Why all the negative online press then?

It’s quite simple really – different types of end users have different expectations and attitudes to change. When Windows 10 started to roll out, it was the Insiders and early adopters who jumped at the chance to “Reserve” their upgrade. Event though there is no longer a need to “Reserve” an the upgrade, Microsoft is still prompting Windows 7 and 8.1 users with the “Option” to move to Windows 10; and in line with a recent announcement that triggered some mixed responses from the online community – they are about to become a whole lot more aggressive in getting legacy customers to move to the new OS. Basically, from early next year, Windows 10 will become a “Recommended” update distributed to the Windows Update center – meaning if you have your Update settings set to auto, the OS will be downloaded and you will receive a Yes or No prompt asking you whether to install Windows 10 – to quote Microsoft:

Early next year, we expect to be re-categorizing Windows 10 as a “Recommended Update”. Depending upon your Windows Update settings, this may cause the upgrade process to automatically initiate on your device. Before the upgrade changes the OS of your device, you will be clearly prompted to choose whether or not to continue. And of course, if you choose to upgrade (our recommendation!), then you will have 31 days to roll back to your previous Windows version if you don’t love it.[2]

The most important thing from the statement above that can serve to alleviate the majority of concerns people have regarding the quality of Windows 10 and issues regarding change management within organizations is that users have a change to revert to their previous version of Windows within 31 days – Microsoft does this by keeping the previous copy on the hard drive in case unexpected issues arise. However, since Windows 10 is in fact proving itself to be most of the things Microsoft claims it is – this can be interpreted in fact as a stopgap measure in case of driver issues or other dependencies, but mostly as a way of managing the expectations of legacy users.

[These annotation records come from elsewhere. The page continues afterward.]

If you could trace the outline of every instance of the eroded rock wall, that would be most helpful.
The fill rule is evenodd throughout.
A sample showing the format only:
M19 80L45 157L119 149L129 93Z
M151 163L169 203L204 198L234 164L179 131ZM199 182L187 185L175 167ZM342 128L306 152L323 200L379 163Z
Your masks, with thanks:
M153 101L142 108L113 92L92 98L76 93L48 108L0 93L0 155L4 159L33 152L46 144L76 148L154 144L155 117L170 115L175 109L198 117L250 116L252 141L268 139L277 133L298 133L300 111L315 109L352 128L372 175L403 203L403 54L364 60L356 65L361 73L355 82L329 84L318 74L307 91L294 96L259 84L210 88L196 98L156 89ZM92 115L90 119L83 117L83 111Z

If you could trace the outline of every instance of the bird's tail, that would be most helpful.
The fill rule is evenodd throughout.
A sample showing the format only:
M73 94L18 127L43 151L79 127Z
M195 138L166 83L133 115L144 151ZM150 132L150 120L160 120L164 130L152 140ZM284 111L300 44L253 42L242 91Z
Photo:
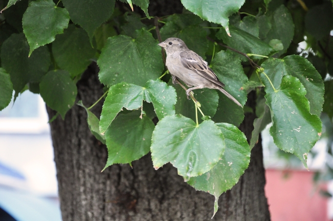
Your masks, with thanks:
M238 105L239 107L241 107L242 108L243 108L243 106L240 104L239 102L238 102L238 101L236 100L235 97L234 97L231 94L230 94L229 93L227 92L224 89L223 89L222 88L218 88L220 91L221 91L222 93L223 93L225 96L228 97L229 99L235 102L237 105Z

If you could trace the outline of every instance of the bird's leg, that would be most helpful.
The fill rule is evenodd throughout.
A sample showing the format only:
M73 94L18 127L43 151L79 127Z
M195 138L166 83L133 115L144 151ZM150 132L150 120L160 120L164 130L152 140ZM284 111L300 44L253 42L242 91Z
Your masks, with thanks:
M193 90L195 89L202 89L203 88L204 86L203 85L199 85L197 87L194 87L193 88L189 88L186 91L186 95L188 96L188 99L190 99L190 92L191 93L193 93L192 92Z
M172 84L174 85L177 85L178 84L178 82L177 82L177 78L176 76L175 75L172 75Z

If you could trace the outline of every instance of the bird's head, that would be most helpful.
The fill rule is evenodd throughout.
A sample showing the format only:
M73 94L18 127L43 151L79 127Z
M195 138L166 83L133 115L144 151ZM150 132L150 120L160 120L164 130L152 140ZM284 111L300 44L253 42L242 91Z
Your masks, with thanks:
M175 51L188 49L184 42L181 39L177 37L169 37L164 42L161 42L158 45L165 49L167 54L169 53L172 53Z

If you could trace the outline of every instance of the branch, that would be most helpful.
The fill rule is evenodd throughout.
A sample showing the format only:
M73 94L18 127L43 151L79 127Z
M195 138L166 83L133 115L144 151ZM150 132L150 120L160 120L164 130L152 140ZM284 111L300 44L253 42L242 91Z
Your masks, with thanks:
M208 39L209 41L211 41L211 42L215 42L215 41L214 41L214 39L212 38L211 37L209 37L209 36L207 36L206 37L207 37L207 39ZM229 47L229 46L226 46L226 45L223 45L223 44L222 44L222 43L219 43L218 42L216 42L216 43L218 44L219 44L219 45L221 46L222 47L224 47L224 48L227 48L227 49L230 49L230 50L231 50L232 51L235 51L235 52L237 52L237 53L238 53L239 54L241 54L242 55L244 56L246 58L247 58L247 59L248 60L248 61L249 61L249 63L250 63L250 64L251 65L251 66L252 66L252 67L253 67L254 68L257 68L260 69L261 67L259 66L259 65L258 65L257 64L256 64L256 63L255 63L255 62L254 62L254 61L253 61L251 58L250 58L250 57L249 57L249 56L248 56L246 54L245 54L245 53L243 53L243 52L242 52L241 51L238 51L238 50L235 49L234 48L232 48L232 47Z
M185 86L184 85L183 85L182 84L181 84L180 83L180 82L179 81L179 80L178 80L178 78L176 78L176 81L177 82L177 83L178 83L178 84L180 86L180 87L183 88L183 89L185 90L185 91L188 90L188 89L185 87ZM197 104L198 107L201 107L201 105L200 104L200 103L198 101L197 101L197 99L196 98L195 98L193 96L193 94L192 94L192 91L191 91L190 92L190 96L191 97L191 98L192 98L193 101L194 101L194 102L195 102L195 103Z
M162 42L162 38L161 37L161 33L159 33L159 29L158 28L158 20L159 18L157 16L155 16L155 27L156 27L155 30L156 30L156 34L157 34L157 38L158 38L158 42L160 43ZM164 63L165 64L165 55L164 50L164 48L162 48L162 57L163 57L163 61Z

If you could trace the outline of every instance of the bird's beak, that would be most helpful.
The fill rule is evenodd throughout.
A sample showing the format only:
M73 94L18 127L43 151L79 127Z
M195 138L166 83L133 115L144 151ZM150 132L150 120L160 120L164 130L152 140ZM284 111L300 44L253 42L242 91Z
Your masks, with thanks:
M159 46L161 46L162 48L165 48L167 47L167 43L165 42L162 42L158 45Z

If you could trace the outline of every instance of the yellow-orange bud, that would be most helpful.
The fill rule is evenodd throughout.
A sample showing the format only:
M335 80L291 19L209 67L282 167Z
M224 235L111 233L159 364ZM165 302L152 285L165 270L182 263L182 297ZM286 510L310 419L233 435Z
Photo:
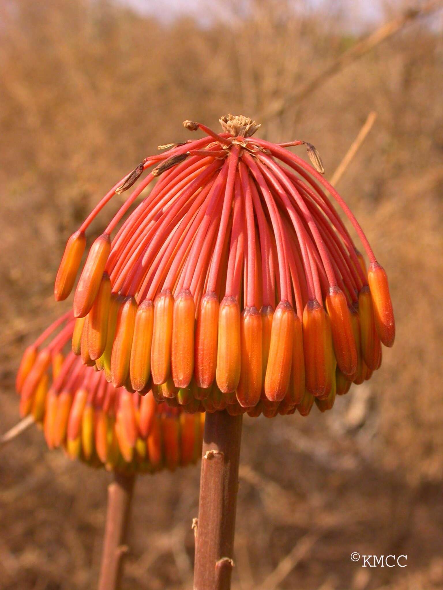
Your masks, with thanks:
M83 410L87 399L87 390L82 387L77 389L74 396L67 430L68 440L74 440L80 436L82 430L82 419Z
M380 343L374 317L372 298L369 287L363 287L359 294L361 354L372 371L377 368L380 359Z
M342 373L340 367L335 370L335 387L337 388L337 395L344 395L349 391L349 388L352 384L348 379L346 378L346 375Z
M298 412L301 416L307 416L312 407L315 398L307 389L303 396L303 399L297 406Z
M83 231L74 232L66 242L54 286L56 301L66 299L72 290L86 245Z
M260 310L262 314L262 370L263 371L263 381L268 366L268 359L269 356L269 346L271 346L271 333L272 329L272 318L274 314L273 307L270 305L263 306Z
M110 376L114 387L122 387L129 373L131 350L134 333L137 304L133 297L125 298L117 320L111 355Z
M383 267L378 263L373 263L369 267L367 279L379 337L385 346L392 346L395 339L395 320L387 276Z
M262 392L262 315L256 307L246 307L240 323L241 372L237 399L244 408L258 403Z
M72 352L77 356L80 356L82 353L82 335L83 333L83 326L86 320L86 317L77 317L74 324L74 330L72 333Z
M17 376L15 378L15 391L18 394L21 392L23 384L34 366L37 356L37 349L33 344L28 346L23 353L20 362L20 366L18 368Z
M57 395L52 389L50 389L46 396L46 408L45 408L45 418L43 423L43 432L46 444L49 448L54 448L53 442L54 430L57 413Z
M131 350L129 375L135 391L142 391L151 376L151 346L154 328L154 304L145 299L135 315L132 348Z
M94 408L87 404L82 417L82 449L89 461L94 452Z
M45 348L41 350L32 365L28 376L25 379L22 388L22 399L30 399L35 393L37 386L43 373L46 372L51 364L51 353Z
M110 293L109 275L103 273L99 292L88 314L87 344L93 360L102 356L106 346Z
M109 447L108 419L108 414L102 409L95 411L94 428L97 455L102 463L106 464Z
M333 381L333 344L329 318L317 300L303 312L303 347L306 389L312 395L328 395Z
M303 327L298 316L294 314L294 343L292 345L292 366L291 380L284 401L288 405L297 405L301 402L305 394L305 355L303 350Z
M106 381L110 383L110 363L112 355L112 348L114 346L114 337L117 330L120 309L123 305L124 298L121 295L111 294L110 304L109 305L109 315L108 320L108 336L106 336L106 345L105 352L99 359L97 359L96 364L99 369L103 366Z
M169 290L162 291L154 302L151 371L152 381L161 385L171 372L171 343L172 337L174 297Z
M234 297L225 297L219 311L216 378L220 391L235 391L240 380L240 307Z
M99 235L91 246L74 296L76 317L86 316L92 307L110 251L110 238L108 234Z
M32 401L32 417L37 422L41 422L44 417L48 384L49 375L44 373L37 385Z
M62 391L57 398L57 411L53 437L54 447L60 447L64 441L71 403L72 395L69 391Z
M146 438L149 436L157 411L157 404L152 391L148 391L140 400L139 429L140 434Z
M191 291L181 291L174 302L171 362L176 387L185 388L194 371L194 324L196 306Z
M357 348L346 297L338 287L330 289L326 309L331 320L337 364L345 375L352 376L357 371Z
M194 374L198 387L208 389L216 377L220 304L214 293L202 297L197 318Z
M265 377L265 393L271 401L281 401L289 387L294 327L292 306L287 301L281 301L272 317L269 355Z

Are Automatic Updates in Windows 10 really an issue to worry about?

The whole Automatic Update process that is in place with the latest version of Windows, has been highly contested because of concerns over data limits and metered connections, however it is important to point out that this practice is how both Apple and Google have been serving updates for iOS and Android respectively for quite some time now. In fact, the option to delay an update until a user is on an non-metered is still there and even though Microsoft strongly discourages users to disable automatic updates, they tried to address these types of criticism by including data usage quotas and monitoring by applications. If an update contains a security fix for an important issue, the update will in fact be downloaded as soon as it becomes available – for enterprise Windows 10 users, system administrators are the ones who determine the update schedule and since security is a top priority for mission critical IT, it can be argued that Automatic Updates is an advantage rather than a pain point.[3]

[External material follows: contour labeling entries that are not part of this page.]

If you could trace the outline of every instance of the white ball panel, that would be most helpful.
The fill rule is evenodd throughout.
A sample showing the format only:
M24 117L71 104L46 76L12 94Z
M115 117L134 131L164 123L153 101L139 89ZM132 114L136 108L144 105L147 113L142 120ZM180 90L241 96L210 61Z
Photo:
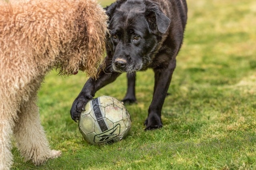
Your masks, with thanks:
M84 111L82 111L80 114L80 115L82 116L84 115L88 115L90 114L90 112L92 109L92 102L88 102L84 106Z
M103 96L98 98L99 104L102 107L106 107L114 103L113 98L109 96Z
M90 115L84 115L80 117L78 126L82 131L88 134L94 131L95 121Z
M118 122L123 119L122 111L115 104L105 108L105 117L113 123Z
M129 112L126 109L123 109L123 121L126 127L131 126L131 118Z
M94 112L94 109L95 109L97 107L98 107L98 108L99 108L98 109L99 109L100 111L100 113L101 114L101 115L102 115L102 117L105 117L105 108L100 106L94 106L94 107L93 109L92 109L91 112L90 113L90 114L95 121L97 121L97 118L95 116L95 113Z
M100 123L100 125L99 125ZM95 121L94 132L97 134L99 134L104 131L114 127L114 123L106 118L103 118L98 121ZM106 126L106 128L104 127ZM103 131L102 131L102 130Z

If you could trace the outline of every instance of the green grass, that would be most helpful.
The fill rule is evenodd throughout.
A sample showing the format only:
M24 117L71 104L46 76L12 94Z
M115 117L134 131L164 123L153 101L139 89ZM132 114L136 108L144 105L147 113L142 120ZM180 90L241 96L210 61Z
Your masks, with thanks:
M102 5L110 4L102 0ZM188 0L183 45L162 111L164 126L144 131L153 72L138 73L138 103L127 106L128 136L101 146L82 138L69 110L86 81L52 71L39 93L42 124L61 157L35 166L16 148L16 170L256 169L256 2ZM125 75L96 96L121 100Z

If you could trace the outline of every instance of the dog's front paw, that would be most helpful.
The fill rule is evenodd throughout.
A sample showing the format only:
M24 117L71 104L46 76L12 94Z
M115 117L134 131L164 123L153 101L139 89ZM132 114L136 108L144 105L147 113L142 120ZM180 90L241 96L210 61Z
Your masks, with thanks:
M72 119L76 122L79 120L80 114L84 110L85 105L93 97L91 96L78 96L74 101L70 109L70 115Z
M157 129L163 127L161 117L156 114L149 114L148 117L145 121L144 125L146 126L145 130Z

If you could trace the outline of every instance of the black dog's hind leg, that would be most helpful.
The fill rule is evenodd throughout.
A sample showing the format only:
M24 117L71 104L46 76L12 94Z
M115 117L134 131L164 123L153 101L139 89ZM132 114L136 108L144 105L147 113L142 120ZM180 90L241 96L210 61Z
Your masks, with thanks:
M135 97L135 81L136 73L135 72L127 74L127 92L122 101L126 104L132 104L136 102Z
M148 109L148 118L145 121L146 130L153 130L162 127L161 111L176 65L173 57L168 66L161 69L154 69L155 84L153 99Z

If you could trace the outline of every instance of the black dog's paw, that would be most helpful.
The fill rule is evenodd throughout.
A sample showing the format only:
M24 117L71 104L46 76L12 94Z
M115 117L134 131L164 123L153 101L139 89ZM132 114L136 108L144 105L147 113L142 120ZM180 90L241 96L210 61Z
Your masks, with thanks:
M131 105L137 103L137 100L135 99L124 98L122 100L122 101L126 105Z
M84 106L88 101L92 99L92 97L80 96L78 97L73 103L70 109L70 115L76 122L79 120L81 113L84 111Z
M152 114L150 115L145 121L144 125L146 126L145 130L157 129L163 127L161 118L158 115L152 115Z
M163 125L156 125L154 126L150 126L150 127L147 127L145 129L145 130L151 130L160 128L161 128L162 127L163 127Z

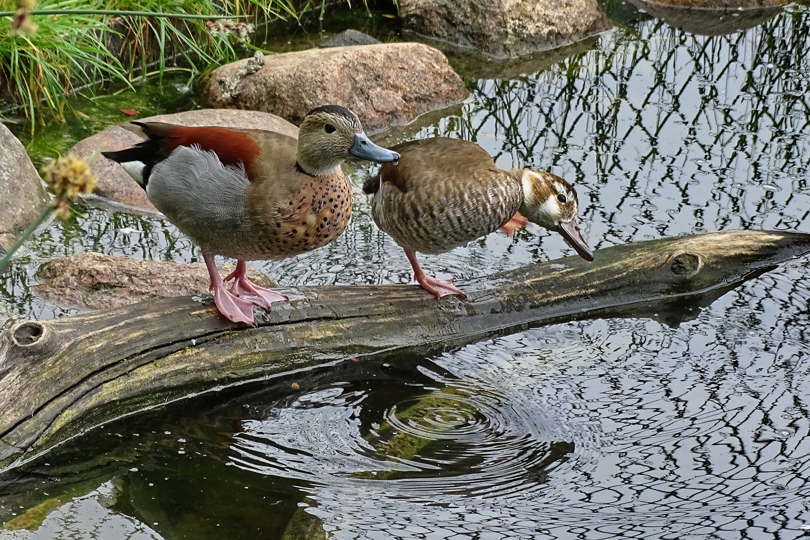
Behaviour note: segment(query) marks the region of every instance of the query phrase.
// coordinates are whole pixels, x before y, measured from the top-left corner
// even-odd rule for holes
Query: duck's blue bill
[[[374,163],[396,162],[399,159],[399,155],[396,152],[378,147],[369,141],[364,133],[355,134],[355,143],[349,148],[349,154]]]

What to expect from the Windows 10 Fall Update

For customers who are already running Windows 10 the Fall Update which is coming in November, will be distributed in the now standard way via Windows Update. Since this is the first major update of what Microsoft calls “Threshold 2”, enterprise clients who are considering upgrading to Windows 10, might want to wait until it is released since it all subsequent upgrades from Windows  will have this baked right in. Those that are already running the newest OS will get it immediately since it is considered to be the same distribution as a security update. This means that the process should be seamless via the Windows Update center where it will be named as “Windows 10 November 2015”.[4]

According to the announcement from Microsoft the Windows 10 Fall Update will be a cumulative one, providing additional locales, and improved Media Creation Tool, updates to Cortana and to Microsoft’s new Edge browser.

[1] Spiceworks , Windows 10: Who’s using it 10 weeks after launch?, 19 October 2015

[2]Terry Myerson, Making it Easier to Upgrade to Windows 10, James Statten, 29 October, 2015

[3] VentureBeat, Microsoft stops automatic Windows 10 upgrades, says default checked update was ‘a mistake’
, Updated: 15 October, 2015

[4] How-to Geek, What’s New in Windows 10’s First Big Update, the “Windows 10 Fall Update”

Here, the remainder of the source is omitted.